If ever there was an investment belying the prevailing assumption of high-risk it would be Hellenic Republic debt, which over the past five years delivered a return of 14%, the highest among sovereign borrowers with investment-grade credit ratings. What’s unusual about that is Greece was only belatedly upgraded by S&P Global Ratings in October to BBB-, or the lowest rung of what is considered high grade. The takeaway is that no country better demonstrates the futility of using traditional ratings of creditworthiness as anything but a contrary indicator than Greece. Fitch Ratings similarly elevated the nation in December from a high-yield, high-risk status. Moody's Investors Service for some reason still considers its finances junk.

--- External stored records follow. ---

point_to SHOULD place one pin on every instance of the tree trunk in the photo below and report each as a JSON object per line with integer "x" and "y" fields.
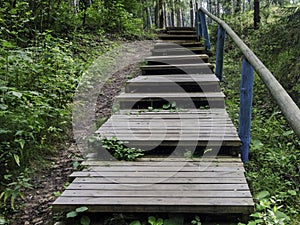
{"x": 165, "y": 20}
{"x": 172, "y": 22}
{"x": 179, "y": 17}
{"x": 192, "y": 13}
{"x": 256, "y": 15}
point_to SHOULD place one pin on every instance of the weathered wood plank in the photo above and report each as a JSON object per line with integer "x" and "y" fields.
{"x": 149, "y": 180}
{"x": 161, "y": 193}
{"x": 163, "y": 169}
{"x": 67, "y": 204}
{"x": 158, "y": 175}
{"x": 178, "y": 37}
{"x": 177, "y": 59}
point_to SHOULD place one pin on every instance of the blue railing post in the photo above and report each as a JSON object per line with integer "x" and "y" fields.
{"x": 198, "y": 25}
{"x": 220, "y": 52}
{"x": 204, "y": 30}
{"x": 246, "y": 108}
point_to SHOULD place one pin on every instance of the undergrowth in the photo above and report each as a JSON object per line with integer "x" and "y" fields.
{"x": 273, "y": 171}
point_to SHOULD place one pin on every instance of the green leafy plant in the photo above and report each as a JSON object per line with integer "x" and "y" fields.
{"x": 267, "y": 211}
{"x": 155, "y": 221}
{"x": 120, "y": 151}
{"x": 196, "y": 221}
{"x": 171, "y": 106}
{"x": 84, "y": 220}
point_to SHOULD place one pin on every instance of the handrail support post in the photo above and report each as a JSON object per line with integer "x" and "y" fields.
{"x": 246, "y": 108}
{"x": 204, "y": 31}
{"x": 220, "y": 52}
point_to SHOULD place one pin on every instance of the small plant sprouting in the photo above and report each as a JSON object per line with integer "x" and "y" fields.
{"x": 170, "y": 106}
{"x": 196, "y": 221}
{"x": 121, "y": 152}
{"x": 14, "y": 189}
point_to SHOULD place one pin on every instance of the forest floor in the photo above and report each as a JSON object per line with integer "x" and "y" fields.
{"x": 50, "y": 182}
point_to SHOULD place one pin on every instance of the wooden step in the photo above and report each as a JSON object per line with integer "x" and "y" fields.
{"x": 182, "y": 32}
{"x": 178, "y": 37}
{"x": 177, "y": 59}
{"x": 178, "y": 51}
{"x": 173, "y": 83}
{"x": 161, "y": 45}
{"x": 201, "y": 68}
{"x": 180, "y": 28}
{"x": 182, "y": 99}
{"x": 159, "y": 190}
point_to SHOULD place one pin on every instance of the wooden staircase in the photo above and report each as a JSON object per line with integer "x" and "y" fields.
{"x": 174, "y": 109}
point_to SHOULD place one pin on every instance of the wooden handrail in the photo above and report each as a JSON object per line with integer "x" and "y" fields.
{"x": 286, "y": 104}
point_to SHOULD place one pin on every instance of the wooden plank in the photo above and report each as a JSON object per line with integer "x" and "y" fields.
{"x": 180, "y": 28}
{"x": 151, "y": 193}
{"x": 158, "y": 175}
{"x": 199, "y": 78}
{"x": 186, "y": 67}
{"x": 163, "y": 169}
{"x": 144, "y": 142}
{"x": 148, "y": 180}
{"x": 178, "y": 51}
{"x": 178, "y": 37}
{"x": 156, "y": 186}
{"x": 181, "y": 32}
{"x": 161, "y": 44}
{"x": 158, "y": 201}
{"x": 183, "y": 95}
{"x": 212, "y": 208}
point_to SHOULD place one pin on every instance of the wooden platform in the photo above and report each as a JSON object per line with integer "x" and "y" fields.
{"x": 177, "y": 59}
{"x": 173, "y": 83}
{"x": 160, "y": 185}
{"x": 166, "y": 179}
{"x": 201, "y": 68}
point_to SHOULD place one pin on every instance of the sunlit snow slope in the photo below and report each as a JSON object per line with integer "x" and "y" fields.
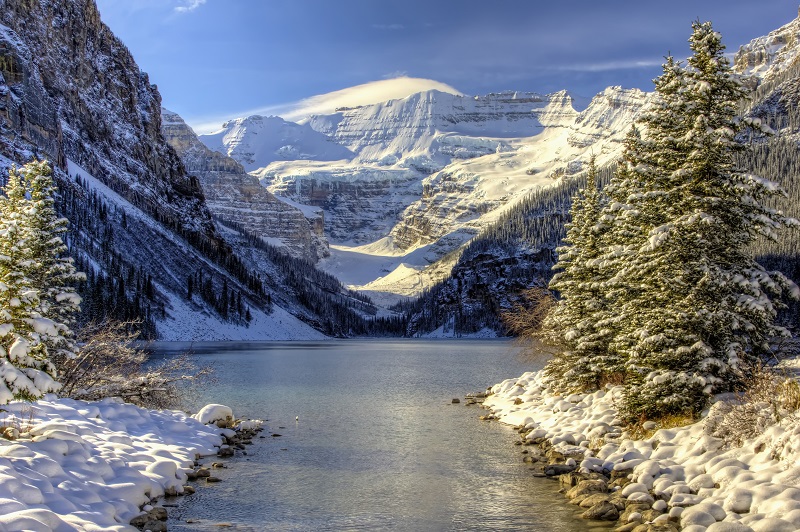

Notwithstanding the predominance of ratings as the supposed arbiter of what's safe and secure, Greece raised money the past several years at a lower cost than investment-grade rated countries on average, according to data compiled by Bloomberg. And in May, for the first time in the past decade it fetched a price high enough and yield low enough to be considered in the collective wisdom of bond investors similar to a borrower rated A, or five levels above where it was graded at the time, the data also show. Market prices show Greece would be able to borrow right now at an interest rate about 18 basis points less than countries rated AA, or seven levels higher than its official rating.